Metz Gang
- Founded by: Metz brothers
- Named after: Glenn Metz
- Founding location: New Orleans
- Years active: 1985–1992
- Territory: Central City
- Ethnicity: Mostly African-American
- Leader: Glenn Metz
- Criminal activities: Racketeering, extortion, money laundering, murder, robbery, drug trafficking
- Rivals: Various organizations over, Sam Clay organization

= Metz Gang =

Defunct drug ring in New Orleans

The Metz Gang was a notorious drug ring founded by Glenn Metz and his brother Cordell "Jethro" Metz; Glenn Metz is currently serving life in prison. From 1985 to mid–1992, The Metz Gang distributed approximately 1,000 kilograms of cocaine in the New Orleans metropolitan area and, in furtherance of the conspiracy, committed murders, attempted murders, and other violent crimes. In 1993, Metz, his wife, and several of his henchmen were convicted and charged in a 22 count indictment with various charges arising from a narcotics conspiracy. In 2016, President Barack Obama commuted the life sentence of Danielle Metz, wife of Glenn Metz.

==Overview==
When crack cocaine took root in New Orleans in 1987, it seemed to spawn a pattern of crime as hyperkinetic and unpredictable as the drug itself. Dealers moved on to street corners as fast as others were arrested or killed. Alliances formed and dissipated from one big sale to the next. Profits evaporated in the thin smoke of an overnight addiction. Glen Metz's crew was the first organized drug gang the city has had besides Sam Clay's crew. After Sam "Scully" Clay was gunned down in the Calliope Projects in 1987, the drug market in New Orleans exploded with violence and mayhem. Metz's crew had dominated narcotics sales in several public housing complexes since 1985, maintaining power by killing anyone who dared to compete. In the early 1990s, NOPD began to crack down on gangs, arresting over 150 members and enforcers.

In 1992, enforcer Derrick Mahone broke out of the Louisiana Training Institute in Monroe. During the time he was free, he was arrested and released six times, four times on weapons charges. In 1993, he was gunned down in Algiers and barely survived. According to the Times-Picayune, Mahone was shot 17 times by three men who opened fire on him with submachine guns in a parking lot.
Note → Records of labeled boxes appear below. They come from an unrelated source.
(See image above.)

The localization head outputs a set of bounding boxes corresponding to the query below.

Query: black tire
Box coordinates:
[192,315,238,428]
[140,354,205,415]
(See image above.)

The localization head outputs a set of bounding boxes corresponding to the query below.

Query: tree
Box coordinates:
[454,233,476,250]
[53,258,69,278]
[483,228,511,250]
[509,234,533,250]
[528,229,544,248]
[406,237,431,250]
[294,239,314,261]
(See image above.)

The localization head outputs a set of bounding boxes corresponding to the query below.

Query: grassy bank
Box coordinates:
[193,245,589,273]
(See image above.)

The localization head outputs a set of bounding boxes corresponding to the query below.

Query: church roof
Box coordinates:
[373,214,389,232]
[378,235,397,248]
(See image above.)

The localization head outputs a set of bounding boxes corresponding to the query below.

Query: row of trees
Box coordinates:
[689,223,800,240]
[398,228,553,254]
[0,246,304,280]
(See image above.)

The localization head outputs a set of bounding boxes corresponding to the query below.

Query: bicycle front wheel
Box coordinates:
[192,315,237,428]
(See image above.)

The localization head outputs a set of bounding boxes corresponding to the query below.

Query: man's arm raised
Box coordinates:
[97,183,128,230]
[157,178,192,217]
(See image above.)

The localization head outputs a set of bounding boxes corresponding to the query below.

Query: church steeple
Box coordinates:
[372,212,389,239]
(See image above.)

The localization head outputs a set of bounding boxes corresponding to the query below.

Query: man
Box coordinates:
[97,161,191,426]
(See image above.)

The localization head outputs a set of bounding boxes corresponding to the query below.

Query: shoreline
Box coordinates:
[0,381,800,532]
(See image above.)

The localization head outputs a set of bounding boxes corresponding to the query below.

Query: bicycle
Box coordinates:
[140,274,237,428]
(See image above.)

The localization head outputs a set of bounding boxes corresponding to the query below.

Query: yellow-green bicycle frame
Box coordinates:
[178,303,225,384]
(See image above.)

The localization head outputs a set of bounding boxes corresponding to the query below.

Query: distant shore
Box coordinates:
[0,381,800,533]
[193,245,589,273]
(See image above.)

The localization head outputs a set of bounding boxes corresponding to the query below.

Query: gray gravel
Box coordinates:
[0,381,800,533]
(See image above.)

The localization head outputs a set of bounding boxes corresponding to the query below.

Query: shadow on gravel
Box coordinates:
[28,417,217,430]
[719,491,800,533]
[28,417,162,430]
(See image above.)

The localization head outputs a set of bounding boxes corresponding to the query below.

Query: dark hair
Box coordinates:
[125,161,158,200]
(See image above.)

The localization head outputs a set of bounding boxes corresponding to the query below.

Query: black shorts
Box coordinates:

Following a trail of tips through rural Mississippi, in January 1993 federal authorities tracked down and arrested the last fugitive, Danielle Metz, at an apartment complex in Jackson, Mississippi. Metz was tracked down after information led U.S. marshals to Yazoo City, Mississippi, where several residents recognized photographs of the suspect, a deputy marshal said. Metz apparently had contacts in Yazoo County, said the marshal. on December 15, 1993, Danielle Metz was convicted of conspiracy to possess with intent to distribute and distribute cocaine, continuing criminal enterprise, possession with intent to distribute cocaine, and laundering of monetary instruments. U.S. District Judge A.J. McNamara sentenced her to mandatory life in prison.

===1992 Indictment===
In 1992, enforcers Gennero "Meatball" Arthur and Gerald Elwood were arrested and indicted with 10 other members for murder and cocaine distribution. Elwood, who went by the nickname "Nap" and was reportedly one of the main hitmen for the Metz gang (along with Arthur), became famous for his customized Ford pickup truck that had armored plating inside of the frame and the words "VILLAIN IN BLACK" emblazoned on the sides of it and more famously "HOMICIDE" on the front of the hood. Elwood was arrested in 1991 after leaving a hotel in LaPlace, Louisiana with another Metz gang operative with drugs, weapons, and cash. He was found guilty for his role in the gang's operations and is currently serving life at FCI Coleman detention facility in Florida.

Arthur, who was suspected of killing 70 people, was arrested in a Seattle restaurant where he was hiding out as a dishwasher. A spokesman for the U.S. Marshals Service said Arthur is believed to have been hiding out in Seattle for two or three years. In his role as an enforcer, marshals say Arthur is believed to have machine-gunned to death three people and wounded two others in the so- called "Earhart Expressway Ambush" in 1990.
On another occasion, marshals claim Arthur confronted a government witness in a housing project and machine-gunned the man in the legs, leaving him as an example to others who might consider testifying against the Metz group. Law enforcement officials also believe Arthur was the triggerman in the "Scully" Clay murder, although they were never able to get any sound evidence on him about that case, which remains unsolved to date.